Lake Winnipeg

I almost drowned one spring day in Lake Winnipeg off the shore of Camp Arnes, Manitoba, when I was 15 years old.

Camp Arnes is a huge Bible mission located 10 miles north of Gimli, Manitoba, 70 miles north of Winnipeg. It runs its own programs, but also rents the facility out to other organizations like schools and the Government of Manitoba. It is a huge success started by my Uncle Abe Kroeker, Dave Redekop and a few others.

Right after the first camp buildings were put up shortly after World War II, including the dining hall, the chapel and cabins for boys and girls, my uncle, Mr. Redekop and my Dad built private cabins off to the side of the camp property. I went to Bible camp the first two weeks in July and then spent the rest of the summer in our cabin.

The previous summer I had learned how to row a boat and loved it. I was out on the lake a lot when the water was calm.

Fall and winter came and passed.

The following spring in May, when the lake was still very cold from a late thaw, my Dad took a carful of people from Winnipeg to Camp Arnes to give the chapel a second coat of paint, a job left undone the previous summer.

I went along.

The adults were working up on ladders and I was left to fend for myself.

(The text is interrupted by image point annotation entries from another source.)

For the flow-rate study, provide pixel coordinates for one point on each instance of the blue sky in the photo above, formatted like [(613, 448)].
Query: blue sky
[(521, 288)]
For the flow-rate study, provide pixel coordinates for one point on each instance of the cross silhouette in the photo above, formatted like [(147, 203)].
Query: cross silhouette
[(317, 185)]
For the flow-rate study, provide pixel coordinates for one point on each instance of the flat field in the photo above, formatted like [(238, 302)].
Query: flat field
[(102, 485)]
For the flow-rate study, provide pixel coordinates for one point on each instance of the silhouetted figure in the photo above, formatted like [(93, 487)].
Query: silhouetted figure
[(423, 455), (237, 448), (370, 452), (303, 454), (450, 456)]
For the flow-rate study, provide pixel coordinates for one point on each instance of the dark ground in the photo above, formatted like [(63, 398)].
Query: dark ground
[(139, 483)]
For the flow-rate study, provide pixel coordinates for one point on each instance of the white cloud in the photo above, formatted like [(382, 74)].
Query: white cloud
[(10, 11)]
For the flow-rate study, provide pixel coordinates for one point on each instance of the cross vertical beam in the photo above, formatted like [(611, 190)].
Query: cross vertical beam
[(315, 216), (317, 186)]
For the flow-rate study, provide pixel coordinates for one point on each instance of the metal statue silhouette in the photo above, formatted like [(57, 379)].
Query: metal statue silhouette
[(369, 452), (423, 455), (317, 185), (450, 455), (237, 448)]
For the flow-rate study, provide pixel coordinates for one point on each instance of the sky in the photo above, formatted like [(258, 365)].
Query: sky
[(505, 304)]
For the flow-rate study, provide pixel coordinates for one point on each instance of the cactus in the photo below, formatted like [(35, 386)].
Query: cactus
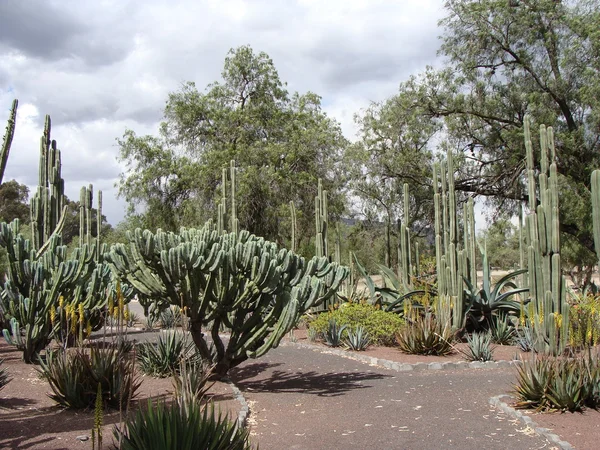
[(321, 221), (549, 310), (7, 139), (40, 273), (235, 280)]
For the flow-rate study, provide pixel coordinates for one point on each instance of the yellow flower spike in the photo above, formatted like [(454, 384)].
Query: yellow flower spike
[(73, 320)]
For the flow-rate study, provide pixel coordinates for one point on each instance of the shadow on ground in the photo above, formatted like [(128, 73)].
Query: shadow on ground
[(315, 383)]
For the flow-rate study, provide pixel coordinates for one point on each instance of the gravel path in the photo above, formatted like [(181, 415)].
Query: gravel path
[(303, 399)]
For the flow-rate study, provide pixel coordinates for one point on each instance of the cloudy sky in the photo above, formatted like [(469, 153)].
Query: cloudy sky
[(99, 67)]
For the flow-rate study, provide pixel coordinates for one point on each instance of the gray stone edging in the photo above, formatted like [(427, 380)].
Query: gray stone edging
[(497, 403), (406, 367), (239, 396)]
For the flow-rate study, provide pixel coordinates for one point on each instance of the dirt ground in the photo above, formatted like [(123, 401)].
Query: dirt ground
[(579, 429), (29, 419)]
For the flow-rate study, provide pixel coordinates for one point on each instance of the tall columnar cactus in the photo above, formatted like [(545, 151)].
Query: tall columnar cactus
[(549, 310), (222, 209), (236, 280), (7, 139), (321, 221), (595, 184), (454, 264), (404, 247), (40, 273), (294, 226)]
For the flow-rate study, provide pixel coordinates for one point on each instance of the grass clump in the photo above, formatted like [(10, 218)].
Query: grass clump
[(425, 335), (381, 326), (564, 384)]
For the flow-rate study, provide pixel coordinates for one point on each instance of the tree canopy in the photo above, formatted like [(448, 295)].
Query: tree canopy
[(282, 144)]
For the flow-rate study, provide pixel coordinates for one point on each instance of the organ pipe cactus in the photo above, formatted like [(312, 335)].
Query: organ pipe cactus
[(321, 221), (7, 139), (236, 280), (549, 310), (40, 272)]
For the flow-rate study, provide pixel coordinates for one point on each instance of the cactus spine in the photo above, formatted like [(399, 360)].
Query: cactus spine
[(549, 310)]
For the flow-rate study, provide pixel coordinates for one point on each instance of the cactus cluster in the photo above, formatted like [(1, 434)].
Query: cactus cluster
[(7, 139), (41, 272), (548, 312), (321, 221), (235, 281), (455, 260)]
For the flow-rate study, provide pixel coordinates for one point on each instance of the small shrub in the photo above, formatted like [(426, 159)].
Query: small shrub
[(171, 317), (333, 334), (584, 322), (380, 325), (4, 377), (479, 347), (503, 333), (313, 335), (358, 340), (162, 359), (524, 339), (180, 427), (74, 376), (425, 336), (558, 384)]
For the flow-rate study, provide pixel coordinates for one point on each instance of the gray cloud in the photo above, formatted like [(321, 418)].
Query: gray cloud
[(100, 67)]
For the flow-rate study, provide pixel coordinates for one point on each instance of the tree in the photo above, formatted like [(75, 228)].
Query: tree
[(14, 202), (394, 148), (282, 145), (504, 60)]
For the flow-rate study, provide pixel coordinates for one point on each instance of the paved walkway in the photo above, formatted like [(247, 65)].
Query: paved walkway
[(304, 399)]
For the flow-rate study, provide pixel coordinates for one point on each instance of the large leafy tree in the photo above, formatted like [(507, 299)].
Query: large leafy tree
[(507, 59), (281, 142)]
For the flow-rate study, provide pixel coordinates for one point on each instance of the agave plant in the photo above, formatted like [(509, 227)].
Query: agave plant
[(180, 427), (162, 359), (502, 331), (74, 375), (358, 340), (481, 305), (333, 335), (479, 347), (426, 336), (393, 293)]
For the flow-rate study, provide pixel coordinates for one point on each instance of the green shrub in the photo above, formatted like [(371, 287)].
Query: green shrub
[(479, 347), (380, 325), (74, 375), (559, 384), (358, 340), (425, 336), (584, 321), (162, 359), (180, 427)]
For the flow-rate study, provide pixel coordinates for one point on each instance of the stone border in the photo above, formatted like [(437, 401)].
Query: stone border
[(239, 396), (405, 367), (524, 419)]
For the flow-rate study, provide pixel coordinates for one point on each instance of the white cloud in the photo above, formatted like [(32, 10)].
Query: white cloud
[(111, 64)]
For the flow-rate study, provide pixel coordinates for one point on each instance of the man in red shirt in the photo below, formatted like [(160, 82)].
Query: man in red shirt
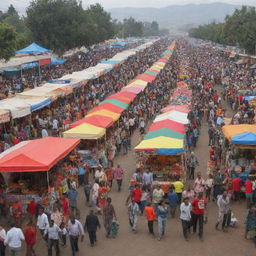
[(248, 192), (136, 195), (199, 208), (236, 184)]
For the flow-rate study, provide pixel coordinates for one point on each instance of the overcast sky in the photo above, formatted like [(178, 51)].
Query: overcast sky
[(21, 5)]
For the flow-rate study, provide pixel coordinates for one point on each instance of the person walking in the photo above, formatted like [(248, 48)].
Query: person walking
[(150, 215), (133, 210), (14, 238), (173, 201), (119, 175), (185, 216), (42, 221), (30, 238), (199, 207), (53, 238), (2, 238), (75, 229), (223, 203), (108, 215), (91, 225), (162, 212)]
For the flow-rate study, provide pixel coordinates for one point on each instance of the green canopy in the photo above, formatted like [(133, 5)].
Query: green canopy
[(116, 103), (165, 132)]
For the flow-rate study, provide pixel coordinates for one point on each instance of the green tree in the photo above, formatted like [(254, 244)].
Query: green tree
[(60, 24), (7, 41)]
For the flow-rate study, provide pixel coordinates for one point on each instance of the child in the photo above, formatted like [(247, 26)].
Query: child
[(63, 233)]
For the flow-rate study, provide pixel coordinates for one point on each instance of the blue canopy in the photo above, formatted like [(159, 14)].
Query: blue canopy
[(33, 49), (247, 138), (57, 61)]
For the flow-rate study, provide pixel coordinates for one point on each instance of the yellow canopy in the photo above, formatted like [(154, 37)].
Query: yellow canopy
[(232, 130), (138, 82), (160, 142), (105, 112), (86, 132)]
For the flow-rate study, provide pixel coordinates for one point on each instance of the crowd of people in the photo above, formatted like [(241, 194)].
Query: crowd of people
[(189, 201)]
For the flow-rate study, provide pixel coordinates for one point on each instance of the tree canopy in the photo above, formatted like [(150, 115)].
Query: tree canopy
[(238, 29)]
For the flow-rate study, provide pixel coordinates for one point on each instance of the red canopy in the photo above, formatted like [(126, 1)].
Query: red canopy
[(96, 120), (36, 155), (109, 107), (180, 108), (172, 125)]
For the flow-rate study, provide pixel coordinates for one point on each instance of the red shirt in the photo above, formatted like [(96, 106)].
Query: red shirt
[(32, 207), (30, 235), (248, 187), (199, 205), (136, 194), (236, 182)]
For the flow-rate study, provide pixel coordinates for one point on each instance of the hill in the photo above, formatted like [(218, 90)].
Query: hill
[(177, 16)]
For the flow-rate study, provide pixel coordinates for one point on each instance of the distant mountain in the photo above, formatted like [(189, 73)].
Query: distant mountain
[(177, 16)]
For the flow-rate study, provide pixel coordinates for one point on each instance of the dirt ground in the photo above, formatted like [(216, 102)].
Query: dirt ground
[(215, 243)]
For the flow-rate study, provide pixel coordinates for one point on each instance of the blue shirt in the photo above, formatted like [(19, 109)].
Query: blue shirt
[(173, 198)]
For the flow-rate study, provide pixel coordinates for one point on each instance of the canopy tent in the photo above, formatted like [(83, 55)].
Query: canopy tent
[(180, 108), (108, 106), (232, 130), (162, 145), (36, 155), (247, 138), (97, 120), (115, 102), (172, 125), (33, 49), (86, 132), (173, 115), (104, 112)]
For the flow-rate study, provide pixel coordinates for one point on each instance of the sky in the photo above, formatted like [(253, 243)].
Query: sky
[(21, 5)]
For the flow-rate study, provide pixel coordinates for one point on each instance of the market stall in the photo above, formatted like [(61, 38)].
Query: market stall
[(29, 169)]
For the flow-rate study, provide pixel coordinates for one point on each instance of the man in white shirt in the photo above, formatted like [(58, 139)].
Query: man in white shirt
[(13, 239), (75, 229), (53, 238), (42, 221), (185, 216)]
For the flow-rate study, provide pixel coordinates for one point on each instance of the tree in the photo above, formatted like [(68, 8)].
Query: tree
[(60, 24), (102, 22), (7, 41)]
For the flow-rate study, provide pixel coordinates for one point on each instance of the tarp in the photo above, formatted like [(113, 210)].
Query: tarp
[(86, 132), (36, 155), (104, 112), (97, 120), (172, 125), (173, 115), (33, 49), (247, 138), (165, 145), (180, 108), (232, 130)]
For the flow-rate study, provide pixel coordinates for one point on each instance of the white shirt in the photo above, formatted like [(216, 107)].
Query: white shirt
[(42, 221), (14, 237), (53, 232), (185, 211)]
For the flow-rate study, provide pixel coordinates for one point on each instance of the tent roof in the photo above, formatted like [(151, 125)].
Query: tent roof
[(36, 155), (172, 125), (180, 108), (33, 49), (85, 131), (108, 106), (247, 138), (232, 130), (104, 112), (97, 120)]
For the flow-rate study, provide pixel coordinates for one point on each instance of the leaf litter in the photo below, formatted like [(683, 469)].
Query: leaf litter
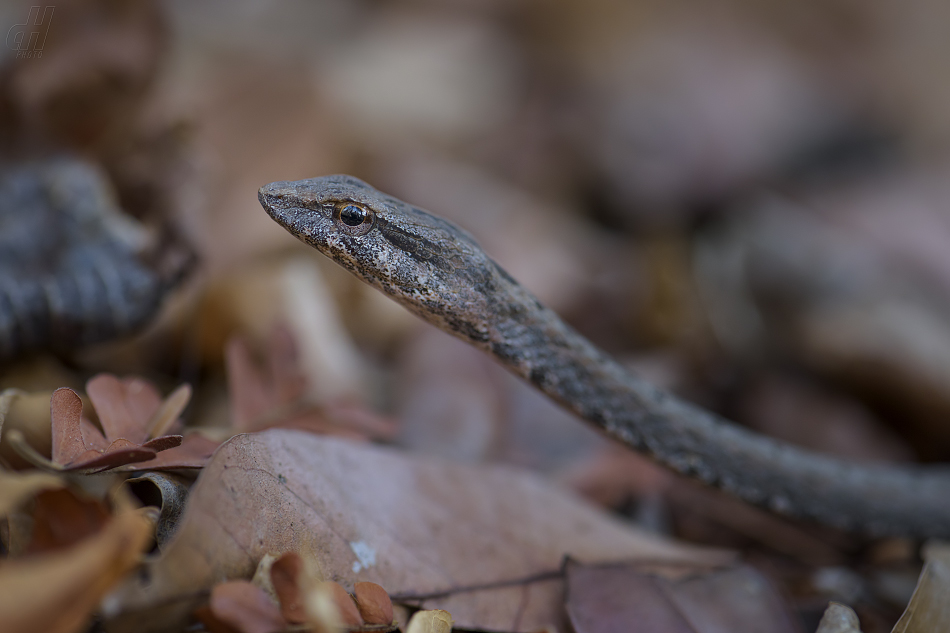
[(439, 533)]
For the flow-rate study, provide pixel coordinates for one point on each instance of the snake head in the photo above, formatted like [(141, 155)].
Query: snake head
[(429, 265)]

There was a rowboat on shore with oars.

I pulled the heavy wooden boat to the water’s edge, pushed it in and pinned the oars into the locks on each side.

The water was mirror calm close to shore, but ripples further out showed there to be a brisk offshore breeze. The second I hit the ripples, the wind turned my boat broadside and blew it out toward the middle of that wide open lake.

I had learned how to row, but my teenage arms were no match for Lake Winnipeg in this predicament.

I had also learned a year ago (in calm warm water) that you could get behind a boat and push it along with your legs and feet.

Wearing just shorts and a t-shirt, I jumped into the freezing water and tried to maneuver the boat toward shore. But the boat went further out. I realized I was not going to get back to shore without help.

My Dad and the others were watching on shore, horrified.

I stood up in the boat and hollered: “Get a motor boat!” That would be from the pier in the Town of Arnes two miles north.

But my Dad, listening to me shout in the wind, understood me to be saying “There’s water in the boat.” Panicked, he jumped in the car and drove to Arnes to find a fisherman who would rescue me.

I was tired and extremely cold. All I could do was wait.

Then it came.

The fisherman sidled by with his powerful vessel, tied a rope from my bow to his stern and hauled my boat back to shore. Thankfully, he had a big nautical jacket I put on to get warm.

We arrived at camp. Normally my Dad would have been livid, but this time he just gave back the fisherman’s jacket, wrapped me in his own warm spring coat and said nothing.

My escapade had stopped everything, so painting the chapel would have to wait until another day. Everyone just wanted to go home.

Throughout this ordeal I never once thought I would drown, and I was not scared, just cold.